We have been told that making a statement closes dialogue. We want to ask: what kind of dialogue exists in a space where discussions and debates are not allowed?
In your communication appears “[enable] conversations and discussions to take place in a respectful and productive way”, but the first -and so far- only solidarity workshop for Palestine had this requirement: “Please note, that this is not a space for discussion or debate.” We urge you to let us talk, to give space to discomfort, to let us be angry and to let us grieve.
In this line of questioning, we are also wondering why the staff statement supporting the Palestinian cause was not published or shared by email to the whole school? We have also seen the space dedicated to posters, a.k.a the space for public expression, considerably shrinking in response to students using that space to show solidarity to Palestine specifically. We want to invite the board to rethink their vision of safety and dialogue, notions that we do not access through silencing opinions, not taking stances, repressing public expressions and targeting activists. We feel the school has now only been safe for those who don't want to 'take a stand' or speak up.
We ask the school to distinguish the notions of discomfort and unsafety. We would like to emphasize that debating and feeling uncomfortable is necessary in the process towards feeling safe(r); as writer, musician and activist Adrienne Maree Brown states, discomfort is essential to create real change.
As students of the Rietveld Academie and Sandberg Instituut, these are our demands:
We urge you to read us, hear us, grieve with us, and react to the unfolding genocide.
Free Palestine.
Relevant links to understand the current urgency :
aljazeera.com/news/longform/2023/10/9/israel-hamas...
nytimes.com/2023/11/25/world/middleeast/israel-gaz...
ccrjustice.org/genocide-palestinian-people-interna...
https://wearenotnumbers.org/#wannreports
aljazeera.com/news/2023/11/15/lawyers-for-gaza-vic...
Please sign the letter to support our request for solidarity.
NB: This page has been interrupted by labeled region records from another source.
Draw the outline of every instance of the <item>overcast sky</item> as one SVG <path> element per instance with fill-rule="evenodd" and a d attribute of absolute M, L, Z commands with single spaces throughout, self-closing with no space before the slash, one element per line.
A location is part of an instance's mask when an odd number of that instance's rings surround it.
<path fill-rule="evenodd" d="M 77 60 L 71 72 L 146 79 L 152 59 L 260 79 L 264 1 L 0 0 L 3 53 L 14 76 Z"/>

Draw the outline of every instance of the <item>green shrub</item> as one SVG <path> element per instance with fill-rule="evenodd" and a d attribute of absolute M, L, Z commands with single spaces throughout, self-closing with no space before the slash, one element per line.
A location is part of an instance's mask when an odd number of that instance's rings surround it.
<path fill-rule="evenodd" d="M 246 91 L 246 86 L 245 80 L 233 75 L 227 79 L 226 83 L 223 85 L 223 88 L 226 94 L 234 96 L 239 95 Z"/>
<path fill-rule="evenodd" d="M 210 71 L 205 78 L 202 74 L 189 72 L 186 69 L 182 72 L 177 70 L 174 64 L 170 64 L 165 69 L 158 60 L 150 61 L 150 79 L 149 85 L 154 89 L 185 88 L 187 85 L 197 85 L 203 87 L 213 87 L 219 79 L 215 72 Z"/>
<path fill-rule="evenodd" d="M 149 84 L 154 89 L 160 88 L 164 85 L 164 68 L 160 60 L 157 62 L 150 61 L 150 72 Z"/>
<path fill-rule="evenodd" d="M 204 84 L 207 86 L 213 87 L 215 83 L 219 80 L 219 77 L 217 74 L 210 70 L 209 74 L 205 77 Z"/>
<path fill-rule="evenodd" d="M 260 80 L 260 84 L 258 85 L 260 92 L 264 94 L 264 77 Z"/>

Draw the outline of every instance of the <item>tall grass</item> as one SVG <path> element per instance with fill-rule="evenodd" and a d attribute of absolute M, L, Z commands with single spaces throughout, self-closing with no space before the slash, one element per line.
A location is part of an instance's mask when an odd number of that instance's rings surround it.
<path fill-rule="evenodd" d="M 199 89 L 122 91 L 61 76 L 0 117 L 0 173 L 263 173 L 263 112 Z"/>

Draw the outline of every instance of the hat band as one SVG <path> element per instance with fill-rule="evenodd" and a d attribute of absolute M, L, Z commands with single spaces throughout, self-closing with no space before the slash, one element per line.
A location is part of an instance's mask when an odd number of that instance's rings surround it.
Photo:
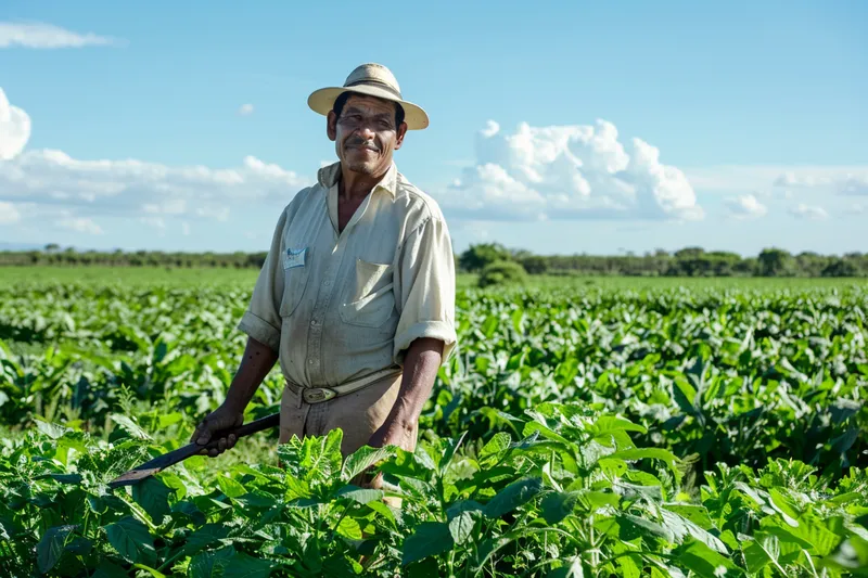
<path fill-rule="evenodd" d="M 359 85 L 378 85 L 378 87 L 385 89 L 386 92 L 391 93 L 393 97 L 396 97 L 398 99 L 403 99 L 403 97 L 400 95 L 400 92 L 398 92 L 397 90 L 392 88 L 390 85 L 386 85 L 382 80 L 376 80 L 376 79 L 373 79 L 373 78 L 366 78 L 363 80 L 356 80 L 354 82 L 347 82 L 346 85 L 344 85 L 344 88 L 356 87 L 356 86 L 359 86 Z"/>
We ask the institution to hold itself accountable to its claimed anti-colonial and anti-racist values by publishing a statement against the genocide in Gaza and the apartheid of the Palestinian people; to ask for an immediate ceasefire and the end of the occupation; to show support for all victims, Palestinian and Israeli; to show support equally to all the communities affected here in the school, Arab, Israeli, Muslim and Jewish.
We ask the institution to publicly acknowledge itself as a product of imperialism and colonialism, and clearly propose its strategies to work towards collective healing. As a Dutch cultural institution that holds power and influence, the school also needs to acknowledge the role of the Dutch government in this decades-long process of ethnic cleansing.
We ask the board to be more transparent and explicit in the language they use, to facilitate dialogue and understanding between the different layers of hierarchy.
We ask them to be more active and take responsibilities in regards to organizing actions and activities surrounding the Palestinian war - and by extension, all the anticolonial struggles - instead of constantly delegating to Unsettling, student unions, or the students themselves.
We ask the institution to stop all partnerships with Israeli institutions. Academic boycott is a crucial point.
We ask to re-edit the code of conduct together.
We ask to stop the censorship! Stop silencing and terrorizing the students who show solidarity with Palestine. Let us grieve, let us be angry, let us discuss.
We ask that the school sits with the discomfort, which is inevitable and essential, instead of avoiding it under the disguise of claiming an unexplained “unsafety”.